Path Robotics is building the future of embodied intelligence with AI-driven systems to close the skilled labor gap and transform industries. The company needs to architect and build a data platform to enable their machine learning and robotics teams to move faster, experiment more effectively, and deploy AI solutions into production.
Requirements
- 5+ years of experience in data engineering, with a strong track record of building scalable data systems and infrastructure from the ground up.
- Previous experience supporting AI/ML teams with data platforms in fast-paced or startup environments.
- Deep proficiency in SQL, Python, and distributed data systems.
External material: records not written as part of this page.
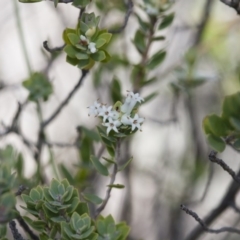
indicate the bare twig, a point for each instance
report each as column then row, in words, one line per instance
column 26, row 228
column 52, row 50
column 233, row 4
column 213, row 158
column 209, row 180
column 128, row 13
column 204, row 226
column 66, row 100
column 112, row 180
column 226, row 201
column 15, row 233
column 63, row 1
column 13, row 126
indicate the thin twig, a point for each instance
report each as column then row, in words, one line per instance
column 63, row 1
column 128, row 13
column 213, row 158
column 15, row 233
column 204, row 226
column 112, row 180
column 26, row 228
column 66, row 100
column 52, row 50
column 226, row 201
column 209, row 180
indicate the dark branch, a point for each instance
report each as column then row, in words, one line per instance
column 204, row 226
column 226, row 201
column 15, row 233
column 112, row 180
column 128, row 13
column 233, row 4
column 52, row 50
column 26, row 228
column 209, row 180
column 66, row 100
column 213, row 158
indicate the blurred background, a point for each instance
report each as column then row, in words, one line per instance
column 170, row 156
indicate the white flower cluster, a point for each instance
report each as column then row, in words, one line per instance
column 91, row 45
column 114, row 119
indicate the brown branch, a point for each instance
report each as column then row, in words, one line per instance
column 204, row 226
column 233, row 4
column 213, row 158
column 26, row 228
column 227, row 199
column 112, row 180
column 128, row 13
column 65, row 101
column 14, row 230
column 52, row 50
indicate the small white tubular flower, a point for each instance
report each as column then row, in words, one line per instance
column 94, row 109
column 115, row 115
column 150, row 10
column 92, row 47
column 112, row 125
column 126, row 120
column 130, row 102
column 136, row 121
column 105, row 112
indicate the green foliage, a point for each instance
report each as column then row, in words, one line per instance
column 57, row 209
column 166, row 21
column 224, row 129
column 39, row 87
column 86, row 44
column 107, row 229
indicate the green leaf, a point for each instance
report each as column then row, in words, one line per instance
column 91, row 134
column 39, row 87
column 81, row 56
column 3, row 230
column 235, row 123
column 116, row 186
column 70, row 51
column 92, row 198
column 29, row 1
column 56, row 3
column 150, row 97
column 81, row 3
column 66, row 174
column 156, row 60
column 144, row 25
column 72, row 61
column 100, row 42
column 125, row 164
column 34, row 194
column 236, row 144
column 106, row 36
column 167, row 20
column 158, row 38
column 216, row 143
column 109, row 160
column 99, row 166
column 139, row 41
column 116, row 90
column 98, row 56
column 82, row 208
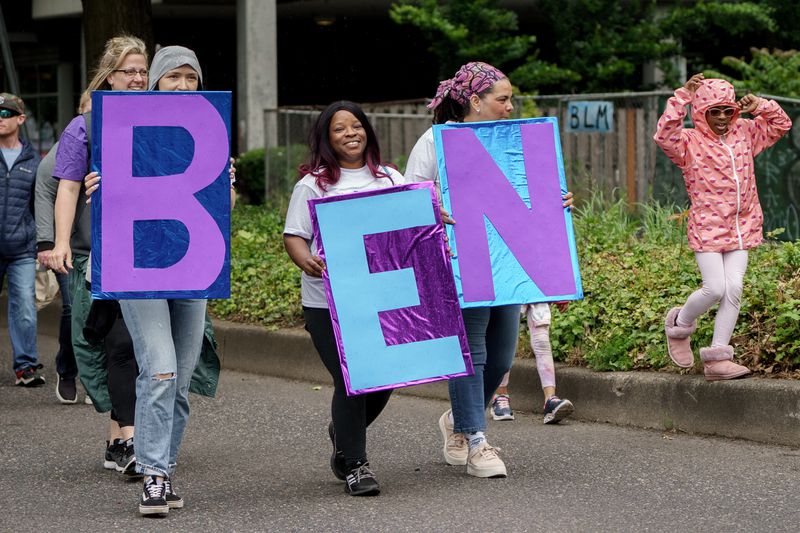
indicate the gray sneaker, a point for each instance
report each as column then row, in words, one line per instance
column 483, row 461
column 455, row 447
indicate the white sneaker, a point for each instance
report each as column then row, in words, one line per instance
column 483, row 461
column 455, row 447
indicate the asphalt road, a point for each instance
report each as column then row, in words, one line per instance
column 256, row 459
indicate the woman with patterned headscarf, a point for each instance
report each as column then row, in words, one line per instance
column 478, row 92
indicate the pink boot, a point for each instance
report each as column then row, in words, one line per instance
column 678, row 345
column 718, row 364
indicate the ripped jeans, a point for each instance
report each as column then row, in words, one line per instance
column 167, row 339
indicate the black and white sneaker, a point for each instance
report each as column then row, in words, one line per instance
column 361, row 481
column 153, row 500
column 126, row 459
column 173, row 500
column 338, row 465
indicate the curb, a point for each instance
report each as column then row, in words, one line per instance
column 757, row 409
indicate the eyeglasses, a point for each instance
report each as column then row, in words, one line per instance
column 718, row 112
column 132, row 72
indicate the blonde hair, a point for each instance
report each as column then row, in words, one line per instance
column 116, row 50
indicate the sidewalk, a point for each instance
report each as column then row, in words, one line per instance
column 757, row 409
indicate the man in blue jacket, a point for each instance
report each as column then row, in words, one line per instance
column 18, row 239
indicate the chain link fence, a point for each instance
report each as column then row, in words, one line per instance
column 610, row 152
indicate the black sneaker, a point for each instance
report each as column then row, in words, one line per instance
column 112, row 452
column 338, row 465
column 66, row 390
column 556, row 410
column 153, row 500
column 173, row 500
column 29, row 377
column 125, row 460
column 361, row 481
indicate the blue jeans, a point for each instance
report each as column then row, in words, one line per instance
column 167, row 338
column 492, row 334
column 65, row 358
column 21, row 309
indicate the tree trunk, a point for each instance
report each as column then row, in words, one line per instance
column 103, row 20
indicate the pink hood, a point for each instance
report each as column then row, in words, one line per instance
column 711, row 93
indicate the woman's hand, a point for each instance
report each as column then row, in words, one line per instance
column 694, row 82
column 91, row 182
column 312, row 265
column 567, row 200
column 446, row 218
column 749, row 103
column 60, row 259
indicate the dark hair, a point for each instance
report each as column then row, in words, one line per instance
column 450, row 110
column 323, row 163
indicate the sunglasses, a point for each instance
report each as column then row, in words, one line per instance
column 718, row 112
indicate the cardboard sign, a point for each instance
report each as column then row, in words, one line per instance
column 390, row 288
column 503, row 184
column 161, row 217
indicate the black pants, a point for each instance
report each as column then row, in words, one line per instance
column 351, row 414
column 122, row 373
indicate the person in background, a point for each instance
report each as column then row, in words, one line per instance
column 555, row 409
column 725, row 219
column 18, row 165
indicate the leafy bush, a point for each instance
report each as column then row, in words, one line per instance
column 634, row 268
column 283, row 163
column 265, row 284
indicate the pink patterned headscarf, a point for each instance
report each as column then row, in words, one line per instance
column 472, row 78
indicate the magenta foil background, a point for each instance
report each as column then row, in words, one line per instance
column 423, row 249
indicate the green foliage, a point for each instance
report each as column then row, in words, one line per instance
column 465, row 30
column 265, row 284
column 634, row 268
column 250, row 176
column 776, row 72
column 283, row 163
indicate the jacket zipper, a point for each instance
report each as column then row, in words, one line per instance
column 738, row 193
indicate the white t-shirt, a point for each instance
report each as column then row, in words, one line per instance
column 298, row 217
column 421, row 165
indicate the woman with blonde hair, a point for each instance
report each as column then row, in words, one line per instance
column 109, row 380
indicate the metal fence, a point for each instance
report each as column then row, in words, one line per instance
column 622, row 160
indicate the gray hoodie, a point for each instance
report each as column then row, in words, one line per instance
column 168, row 58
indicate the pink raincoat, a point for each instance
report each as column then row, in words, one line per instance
column 718, row 171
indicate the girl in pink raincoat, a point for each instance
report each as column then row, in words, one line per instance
column 725, row 218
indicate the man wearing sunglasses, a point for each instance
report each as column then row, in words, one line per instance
column 18, row 239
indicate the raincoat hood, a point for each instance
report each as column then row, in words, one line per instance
column 712, row 92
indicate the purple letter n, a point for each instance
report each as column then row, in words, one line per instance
column 127, row 199
column 536, row 236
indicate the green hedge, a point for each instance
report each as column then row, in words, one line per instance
column 633, row 269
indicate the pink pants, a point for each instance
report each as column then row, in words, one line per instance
column 723, row 274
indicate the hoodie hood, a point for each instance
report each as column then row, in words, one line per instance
column 171, row 57
column 712, row 92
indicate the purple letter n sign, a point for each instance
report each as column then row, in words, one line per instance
column 513, row 241
column 390, row 288
column 161, row 218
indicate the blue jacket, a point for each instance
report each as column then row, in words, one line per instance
column 17, row 224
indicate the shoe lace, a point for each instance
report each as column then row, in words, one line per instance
column 357, row 474
column 456, row 440
column 502, row 402
column 153, row 489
- Hands-on experience with tools like AWS, Snowflake, Dagster, dbt, or equivalent modern data stack.
- Experience with streaming technologies such as Kafka, Flink, or similar platforms for real-time data processing.
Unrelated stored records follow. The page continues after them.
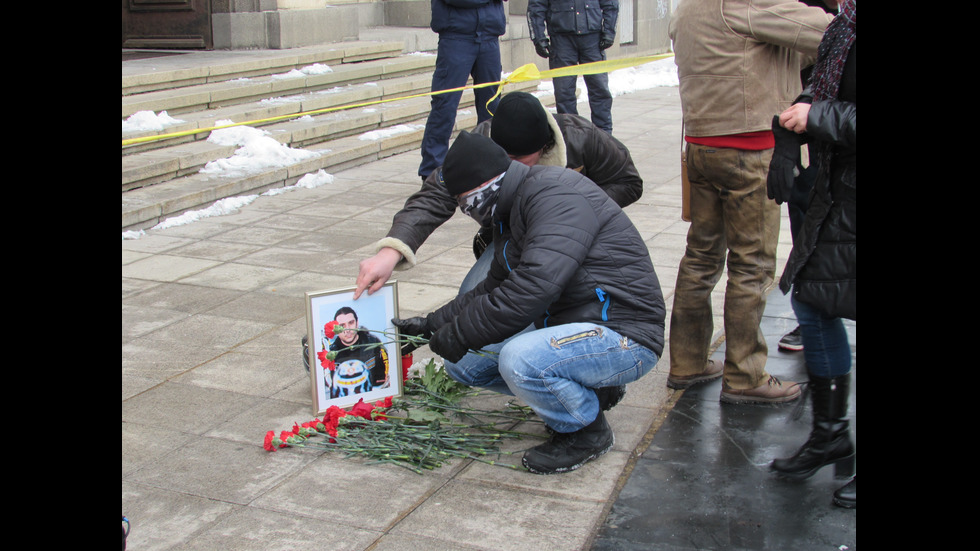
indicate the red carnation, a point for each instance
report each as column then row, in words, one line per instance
column 362, row 409
column 269, row 443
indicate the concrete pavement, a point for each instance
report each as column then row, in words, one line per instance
column 212, row 315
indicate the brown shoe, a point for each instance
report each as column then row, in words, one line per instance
column 712, row 370
column 773, row 391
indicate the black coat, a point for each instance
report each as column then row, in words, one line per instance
column 822, row 268
column 564, row 252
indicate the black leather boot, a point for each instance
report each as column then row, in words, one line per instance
column 565, row 452
column 830, row 439
column 846, row 496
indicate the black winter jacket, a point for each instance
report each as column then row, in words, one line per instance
column 584, row 148
column 564, row 252
column 822, row 267
column 478, row 20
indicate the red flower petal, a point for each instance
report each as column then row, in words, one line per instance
column 267, row 444
column 362, row 409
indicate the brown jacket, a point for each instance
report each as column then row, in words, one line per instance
column 739, row 61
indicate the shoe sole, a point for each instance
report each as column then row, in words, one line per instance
column 739, row 399
column 689, row 383
column 845, row 503
column 571, row 468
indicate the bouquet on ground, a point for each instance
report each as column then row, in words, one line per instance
column 419, row 431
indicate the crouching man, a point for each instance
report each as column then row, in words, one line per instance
column 571, row 309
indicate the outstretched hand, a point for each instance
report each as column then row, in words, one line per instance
column 376, row 271
column 795, row 117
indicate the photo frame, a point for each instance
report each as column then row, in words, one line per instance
column 359, row 357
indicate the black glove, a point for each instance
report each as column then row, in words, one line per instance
column 785, row 165
column 481, row 241
column 543, row 47
column 445, row 342
column 412, row 327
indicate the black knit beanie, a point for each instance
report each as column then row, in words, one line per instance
column 472, row 160
column 520, row 124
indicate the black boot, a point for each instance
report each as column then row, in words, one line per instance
column 609, row 396
column 846, row 496
column 830, row 439
column 565, row 452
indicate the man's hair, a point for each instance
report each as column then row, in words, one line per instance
column 345, row 310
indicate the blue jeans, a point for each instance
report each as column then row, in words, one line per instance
column 555, row 369
column 456, row 61
column 825, row 347
column 571, row 49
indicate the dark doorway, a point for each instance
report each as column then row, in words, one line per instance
column 162, row 24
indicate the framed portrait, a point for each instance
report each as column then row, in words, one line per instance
column 354, row 353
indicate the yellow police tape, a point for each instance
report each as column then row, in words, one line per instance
column 523, row 73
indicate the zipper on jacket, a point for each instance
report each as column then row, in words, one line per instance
column 604, row 300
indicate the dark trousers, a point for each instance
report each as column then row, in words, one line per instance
column 456, row 61
column 571, row 49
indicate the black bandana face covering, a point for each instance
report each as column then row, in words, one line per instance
column 480, row 203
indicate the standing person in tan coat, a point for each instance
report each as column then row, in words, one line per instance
column 739, row 65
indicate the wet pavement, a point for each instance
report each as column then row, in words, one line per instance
column 704, row 480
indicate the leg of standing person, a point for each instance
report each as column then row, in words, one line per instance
column 691, row 321
column 828, row 362
column 730, row 210
column 454, row 62
column 486, row 68
column 751, row 231
column 564, row 52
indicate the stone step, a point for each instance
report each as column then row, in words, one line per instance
column 375, row 76
column 280, row 107
column 194, row 68
column 214, row 95
column 181, row 187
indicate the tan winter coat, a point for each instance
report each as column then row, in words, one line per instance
column 739, row 61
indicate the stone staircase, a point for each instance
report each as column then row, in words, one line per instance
column 271, row 90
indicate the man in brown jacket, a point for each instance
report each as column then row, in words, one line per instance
column 739, row 65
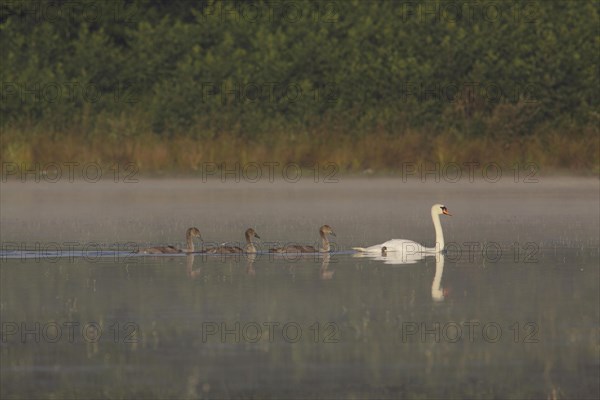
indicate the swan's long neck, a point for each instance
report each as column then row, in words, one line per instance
column 437, row 293
column 324, row 242
column 249, row 245
column 439, row 235
column 190, row 242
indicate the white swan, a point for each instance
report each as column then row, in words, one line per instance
column 408, row 246
column 437, row 292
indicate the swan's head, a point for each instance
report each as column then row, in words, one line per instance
column 251, row 233
column 194, row 232
column 440, row 209
column 326, row 229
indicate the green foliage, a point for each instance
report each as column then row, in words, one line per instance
column 206, row 68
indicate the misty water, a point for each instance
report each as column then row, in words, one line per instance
column 511, row 310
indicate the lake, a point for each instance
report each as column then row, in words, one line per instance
column 510, row 310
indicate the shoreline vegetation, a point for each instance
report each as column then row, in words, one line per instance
column 368, row 86
column 412, row 153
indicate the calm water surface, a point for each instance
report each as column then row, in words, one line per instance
column 510, row 311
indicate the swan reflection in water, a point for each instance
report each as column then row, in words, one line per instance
column 402, row 258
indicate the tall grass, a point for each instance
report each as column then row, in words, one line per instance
column 550, row 149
- Experience with data quality, observability, and production monitoring of data systems.
- Bonus: experience working with sensor data, robotics logs, time series, or other high-volume real-world datasets.
Responsibilities
- Architect and build our end-to-end data platform, including ingestion, transformation, orchestration, quality monitoring, and data access layers.
- Design and develop optimized database architecture and data schemas with strategic partitioning for large scale multi-modal data.
- Implement scalable ETL/ELT pipelines that serve experimentation, training, validation, and real-time deployment needs across robotics and AI systems.
- Collaborate with ML and robotics engineers to define and deliver the data infrastructure required for cutting-edge model development and real-world deployment.
- Establish data governance, reproducibility, and lineage standards to ensure data integrity and traceability at scale.
- Develop data contracts and API specifications to ensure reliable data exchange between robotics systems, ML models, and downstream applications.
- Write production-grade, maintainable, and well-documented Python and SQL code for critical data workflows.
Other
- Lead initiatives that break down data silos and enable seamless collaboration between business domains
- Help shape our MLOps, observability, and CI/CD practices for continuous learning systems in physical environments.
- Comfortable operating in ambiguity and taking ownership. You’re excited to build and own the foundation of a data-first company.
- Passionate about building clean, reliable data pipelines that power real-time ML and robotics workflows.